Однако, несмотря на бодрость тона своего капитана, Крыков поразился его лицу. Оно отливало бледностью настолько прозрачной, что на висках и лбу просвечивали голубые жилки. При этом сам Григорий, лишь раз взглянув, как размещаются в трех уцелевших шлюпках люди, уставился неподвижным взором в надвигающиеся паруса, словно то, что он задумал, было стократ важнее того, что он оставлял позади.

– Ох, чую, капитан, даст нам швед испытать во чужом пиру похмелье.

– А это мы еще глянем, кто заслужит на пряники!

– Говори, что удумал! Ведь так? – Афанасий оголил плотные зубы; глаза налились тревогой.

– Знаешь, брат, за свою честь отказывается драться лишь тот, у кого ее нету. Не багровей скулами, штурман.

– Оно понятно, капитан; сдуру заплюхались мы сюда, ежели б знали… Но в том, что «Виктория» теперь без крылов, вины нашей нет! Просто чертово невезение! Я под присягой готов сие подтвердить…

– Нет, голубь! Виноватых ищут холопы, а мы с вами господа. Это я погубил бриг, вверенный мне капитан-командором Иевлевым.

– Боишься – не делай, а делаешь – не бойся!.. – воткнул Крыков. – Хотите совет?

– Взять мушкет и выбить остатки мозгов?

– Да полно! У меня есть знакомства в Москве…

– Вздор! – Лунев усмехнулся провинциальной наивной искренности Афанасия. – Человек, потерявший царский парусник, теряет и расположение двора. – Григорий избегал смотреть другу в лицо, не желая, чтобы тот по глазам сумел распознать охватившее его отчаяние.

– Что ж, может, ты и прав, капитан. Одно могу сказать твердо: краше ужасный конец, чем ужас без конца! Да что ты задумал, черт?! – Таможенник воззрился колючим взглядом на Григория.
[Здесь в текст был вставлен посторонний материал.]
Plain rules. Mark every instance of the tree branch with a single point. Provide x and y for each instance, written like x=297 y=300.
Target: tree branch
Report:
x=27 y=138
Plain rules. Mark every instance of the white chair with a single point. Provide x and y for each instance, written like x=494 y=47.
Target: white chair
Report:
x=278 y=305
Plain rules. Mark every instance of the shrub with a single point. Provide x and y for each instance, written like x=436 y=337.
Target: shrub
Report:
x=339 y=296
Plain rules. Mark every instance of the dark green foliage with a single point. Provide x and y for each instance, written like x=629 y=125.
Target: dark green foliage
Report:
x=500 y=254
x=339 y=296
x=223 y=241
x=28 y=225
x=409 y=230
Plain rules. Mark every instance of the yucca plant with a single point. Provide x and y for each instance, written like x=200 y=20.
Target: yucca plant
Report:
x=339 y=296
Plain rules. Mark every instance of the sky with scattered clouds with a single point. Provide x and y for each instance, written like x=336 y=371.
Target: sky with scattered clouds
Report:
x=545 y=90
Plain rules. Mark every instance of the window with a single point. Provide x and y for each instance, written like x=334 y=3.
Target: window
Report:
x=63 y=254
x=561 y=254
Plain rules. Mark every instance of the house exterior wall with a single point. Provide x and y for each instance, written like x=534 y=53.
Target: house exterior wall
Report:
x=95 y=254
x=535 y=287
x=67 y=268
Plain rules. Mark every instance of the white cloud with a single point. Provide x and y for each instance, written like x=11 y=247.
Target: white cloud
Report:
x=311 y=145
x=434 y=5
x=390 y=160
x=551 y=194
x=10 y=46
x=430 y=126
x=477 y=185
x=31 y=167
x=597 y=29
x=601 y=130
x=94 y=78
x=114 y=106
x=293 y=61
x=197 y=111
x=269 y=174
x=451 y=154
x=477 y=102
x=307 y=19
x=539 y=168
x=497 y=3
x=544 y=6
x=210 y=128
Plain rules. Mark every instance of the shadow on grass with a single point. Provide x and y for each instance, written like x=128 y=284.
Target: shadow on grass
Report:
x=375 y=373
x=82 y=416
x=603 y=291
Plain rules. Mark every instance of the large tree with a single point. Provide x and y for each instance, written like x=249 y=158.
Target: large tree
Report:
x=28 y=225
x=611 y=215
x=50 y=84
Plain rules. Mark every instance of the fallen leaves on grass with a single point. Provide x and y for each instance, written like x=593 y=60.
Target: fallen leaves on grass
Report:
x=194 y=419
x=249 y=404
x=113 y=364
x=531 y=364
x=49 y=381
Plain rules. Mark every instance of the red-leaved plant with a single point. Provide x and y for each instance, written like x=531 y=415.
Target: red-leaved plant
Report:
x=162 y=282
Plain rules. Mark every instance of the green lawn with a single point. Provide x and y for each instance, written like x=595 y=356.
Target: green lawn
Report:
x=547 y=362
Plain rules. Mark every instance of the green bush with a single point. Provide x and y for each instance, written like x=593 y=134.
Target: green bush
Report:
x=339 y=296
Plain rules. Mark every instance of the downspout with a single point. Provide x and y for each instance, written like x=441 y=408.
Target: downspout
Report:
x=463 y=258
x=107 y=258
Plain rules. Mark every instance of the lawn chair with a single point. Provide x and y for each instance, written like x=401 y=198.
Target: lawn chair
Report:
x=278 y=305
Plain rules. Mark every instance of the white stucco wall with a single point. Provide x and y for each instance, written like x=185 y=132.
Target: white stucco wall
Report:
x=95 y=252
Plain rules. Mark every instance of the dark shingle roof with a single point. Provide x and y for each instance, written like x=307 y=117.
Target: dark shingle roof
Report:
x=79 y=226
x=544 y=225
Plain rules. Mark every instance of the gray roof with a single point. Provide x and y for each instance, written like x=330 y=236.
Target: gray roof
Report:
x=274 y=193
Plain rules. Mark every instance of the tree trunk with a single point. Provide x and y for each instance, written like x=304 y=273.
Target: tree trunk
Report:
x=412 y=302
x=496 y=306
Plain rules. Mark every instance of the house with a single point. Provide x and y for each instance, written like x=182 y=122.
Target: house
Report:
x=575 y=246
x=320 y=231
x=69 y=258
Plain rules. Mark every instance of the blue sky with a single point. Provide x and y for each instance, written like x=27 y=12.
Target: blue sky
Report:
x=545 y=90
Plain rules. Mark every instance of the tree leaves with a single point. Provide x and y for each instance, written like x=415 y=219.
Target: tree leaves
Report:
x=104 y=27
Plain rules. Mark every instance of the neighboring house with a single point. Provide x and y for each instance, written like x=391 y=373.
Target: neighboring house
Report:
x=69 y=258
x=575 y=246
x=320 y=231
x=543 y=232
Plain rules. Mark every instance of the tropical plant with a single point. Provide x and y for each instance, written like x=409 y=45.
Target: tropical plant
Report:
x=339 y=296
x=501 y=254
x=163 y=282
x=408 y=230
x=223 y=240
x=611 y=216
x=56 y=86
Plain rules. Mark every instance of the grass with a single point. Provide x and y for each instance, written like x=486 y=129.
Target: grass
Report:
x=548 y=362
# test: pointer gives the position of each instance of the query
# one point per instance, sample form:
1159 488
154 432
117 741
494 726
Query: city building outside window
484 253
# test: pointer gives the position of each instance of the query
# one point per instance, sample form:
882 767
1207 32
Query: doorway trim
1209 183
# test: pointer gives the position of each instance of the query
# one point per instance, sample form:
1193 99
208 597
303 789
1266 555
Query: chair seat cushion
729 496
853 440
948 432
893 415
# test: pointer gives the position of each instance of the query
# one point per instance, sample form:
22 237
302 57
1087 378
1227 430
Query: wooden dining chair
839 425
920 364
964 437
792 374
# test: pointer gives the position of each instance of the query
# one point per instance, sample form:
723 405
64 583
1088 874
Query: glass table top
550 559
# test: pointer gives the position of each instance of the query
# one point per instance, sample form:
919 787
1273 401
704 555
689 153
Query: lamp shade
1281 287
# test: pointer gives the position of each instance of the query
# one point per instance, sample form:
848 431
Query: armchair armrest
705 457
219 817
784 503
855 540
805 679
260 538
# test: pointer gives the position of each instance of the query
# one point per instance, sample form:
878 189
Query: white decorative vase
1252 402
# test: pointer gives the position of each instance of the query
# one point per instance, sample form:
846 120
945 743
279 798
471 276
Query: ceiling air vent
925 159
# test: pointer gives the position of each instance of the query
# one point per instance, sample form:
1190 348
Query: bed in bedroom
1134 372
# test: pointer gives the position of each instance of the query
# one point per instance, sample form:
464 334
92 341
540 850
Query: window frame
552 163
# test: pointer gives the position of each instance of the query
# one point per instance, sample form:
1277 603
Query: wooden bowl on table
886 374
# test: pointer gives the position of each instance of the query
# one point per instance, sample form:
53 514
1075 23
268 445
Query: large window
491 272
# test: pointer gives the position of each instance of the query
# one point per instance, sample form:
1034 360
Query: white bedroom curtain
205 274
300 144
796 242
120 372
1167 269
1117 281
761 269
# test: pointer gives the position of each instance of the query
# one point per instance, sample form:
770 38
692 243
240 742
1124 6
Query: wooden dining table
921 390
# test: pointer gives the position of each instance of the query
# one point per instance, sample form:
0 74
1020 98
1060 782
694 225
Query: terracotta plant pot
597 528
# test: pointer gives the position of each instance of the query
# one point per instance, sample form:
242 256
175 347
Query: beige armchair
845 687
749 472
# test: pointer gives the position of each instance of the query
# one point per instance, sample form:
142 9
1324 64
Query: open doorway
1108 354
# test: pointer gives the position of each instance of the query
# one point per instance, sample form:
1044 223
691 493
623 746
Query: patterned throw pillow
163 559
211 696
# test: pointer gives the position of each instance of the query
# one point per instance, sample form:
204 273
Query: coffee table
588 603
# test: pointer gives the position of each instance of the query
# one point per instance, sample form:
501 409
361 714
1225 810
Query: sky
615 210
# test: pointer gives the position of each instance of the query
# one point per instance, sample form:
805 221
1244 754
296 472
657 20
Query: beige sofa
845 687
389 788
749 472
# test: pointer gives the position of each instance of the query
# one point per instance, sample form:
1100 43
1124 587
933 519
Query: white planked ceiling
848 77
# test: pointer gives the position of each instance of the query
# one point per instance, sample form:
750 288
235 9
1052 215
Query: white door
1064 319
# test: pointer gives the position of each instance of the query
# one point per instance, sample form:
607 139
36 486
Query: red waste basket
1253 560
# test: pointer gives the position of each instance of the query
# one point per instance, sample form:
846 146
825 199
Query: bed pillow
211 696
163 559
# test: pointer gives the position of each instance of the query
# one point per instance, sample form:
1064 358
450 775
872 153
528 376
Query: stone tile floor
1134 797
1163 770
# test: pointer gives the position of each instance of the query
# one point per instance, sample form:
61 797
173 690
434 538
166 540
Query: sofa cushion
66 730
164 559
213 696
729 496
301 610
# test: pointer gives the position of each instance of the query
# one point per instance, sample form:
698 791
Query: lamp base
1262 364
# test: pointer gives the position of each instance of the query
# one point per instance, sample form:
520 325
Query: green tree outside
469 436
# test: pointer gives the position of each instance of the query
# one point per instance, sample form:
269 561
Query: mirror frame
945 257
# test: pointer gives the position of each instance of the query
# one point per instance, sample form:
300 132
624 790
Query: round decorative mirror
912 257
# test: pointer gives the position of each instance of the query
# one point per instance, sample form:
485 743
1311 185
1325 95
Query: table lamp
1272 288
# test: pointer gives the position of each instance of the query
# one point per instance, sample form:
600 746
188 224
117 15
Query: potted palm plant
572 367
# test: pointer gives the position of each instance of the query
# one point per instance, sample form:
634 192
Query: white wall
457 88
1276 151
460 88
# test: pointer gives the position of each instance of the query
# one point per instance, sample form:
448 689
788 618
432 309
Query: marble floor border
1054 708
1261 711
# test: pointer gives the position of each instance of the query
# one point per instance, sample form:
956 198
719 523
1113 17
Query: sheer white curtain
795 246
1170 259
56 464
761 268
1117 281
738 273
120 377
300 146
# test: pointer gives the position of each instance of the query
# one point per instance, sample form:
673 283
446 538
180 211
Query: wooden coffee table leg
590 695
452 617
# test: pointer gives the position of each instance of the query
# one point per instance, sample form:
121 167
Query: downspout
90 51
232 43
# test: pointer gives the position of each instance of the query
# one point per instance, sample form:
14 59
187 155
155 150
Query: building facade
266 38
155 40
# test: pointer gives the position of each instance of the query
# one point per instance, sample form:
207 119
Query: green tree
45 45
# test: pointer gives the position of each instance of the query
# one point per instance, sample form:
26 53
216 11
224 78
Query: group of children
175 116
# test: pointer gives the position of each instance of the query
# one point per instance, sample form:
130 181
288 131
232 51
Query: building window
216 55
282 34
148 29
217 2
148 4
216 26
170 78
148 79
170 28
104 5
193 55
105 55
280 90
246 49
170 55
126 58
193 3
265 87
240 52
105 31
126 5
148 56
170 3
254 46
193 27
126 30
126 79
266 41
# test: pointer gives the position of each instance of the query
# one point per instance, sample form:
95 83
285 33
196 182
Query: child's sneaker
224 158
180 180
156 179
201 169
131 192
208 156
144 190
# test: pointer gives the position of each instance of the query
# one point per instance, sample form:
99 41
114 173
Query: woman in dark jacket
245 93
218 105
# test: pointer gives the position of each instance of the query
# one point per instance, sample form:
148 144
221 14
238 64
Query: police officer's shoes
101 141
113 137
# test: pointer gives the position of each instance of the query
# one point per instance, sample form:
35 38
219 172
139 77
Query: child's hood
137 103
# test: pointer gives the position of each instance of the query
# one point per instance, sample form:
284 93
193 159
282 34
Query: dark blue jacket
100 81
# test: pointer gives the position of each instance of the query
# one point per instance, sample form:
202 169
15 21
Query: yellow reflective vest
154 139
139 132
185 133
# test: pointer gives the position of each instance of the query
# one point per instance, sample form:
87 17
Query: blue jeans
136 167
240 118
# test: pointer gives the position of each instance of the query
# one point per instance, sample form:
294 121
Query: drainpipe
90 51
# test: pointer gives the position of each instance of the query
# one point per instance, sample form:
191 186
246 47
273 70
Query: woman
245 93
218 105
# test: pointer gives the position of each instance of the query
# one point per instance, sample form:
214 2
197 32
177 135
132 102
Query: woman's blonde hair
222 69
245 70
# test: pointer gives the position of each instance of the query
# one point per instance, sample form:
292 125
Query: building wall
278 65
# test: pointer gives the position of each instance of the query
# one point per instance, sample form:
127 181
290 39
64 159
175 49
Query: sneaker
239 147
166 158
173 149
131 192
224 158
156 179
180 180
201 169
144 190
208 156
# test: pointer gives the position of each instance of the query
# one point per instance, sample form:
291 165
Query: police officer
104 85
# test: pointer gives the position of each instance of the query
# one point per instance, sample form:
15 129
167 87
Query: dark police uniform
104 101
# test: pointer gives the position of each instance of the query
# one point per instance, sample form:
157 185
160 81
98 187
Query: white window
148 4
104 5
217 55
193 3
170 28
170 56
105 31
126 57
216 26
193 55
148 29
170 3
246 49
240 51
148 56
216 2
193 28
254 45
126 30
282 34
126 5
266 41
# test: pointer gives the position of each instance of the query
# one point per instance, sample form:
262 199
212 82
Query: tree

– Знаешь, – Лунев прищурил красивые глаза, – я всегда мечтал умереть с бокалом и шпагой в руках… Зрить веселые лица вокруг… Но нынче не Рождество, да и друзей многих уж нет. Ладно, ты хоть улыбнись, Крыков!

– Одумайся! Это же гибель, Гришка! Нет! Я приказываю вам немедленно вместе со всеми покинуть палубу корабля!

– Брось, Петрович! Мухи дохнут от нашей болтовни. Я взорву «Викторию» вместе со всей сволочью, как только оне подойдут.

– Хватит! – Крыков ударил себя по обтянутой форменной рубахой выпуклой груди. – Я вам сказал, и довольно!

Однако Лунев лишь упрямо покачал головой:

– Не забывайте о субординации, штурман! Вы доложите, когда вас спросит о сем капитан. Да и о чем ты?.. Убиты Гусев, Дергачев, Смоленский… десятки тех, кто души за нас свои положил.

– А тебе не кажется, что мы и так сполна рассчитались кровью?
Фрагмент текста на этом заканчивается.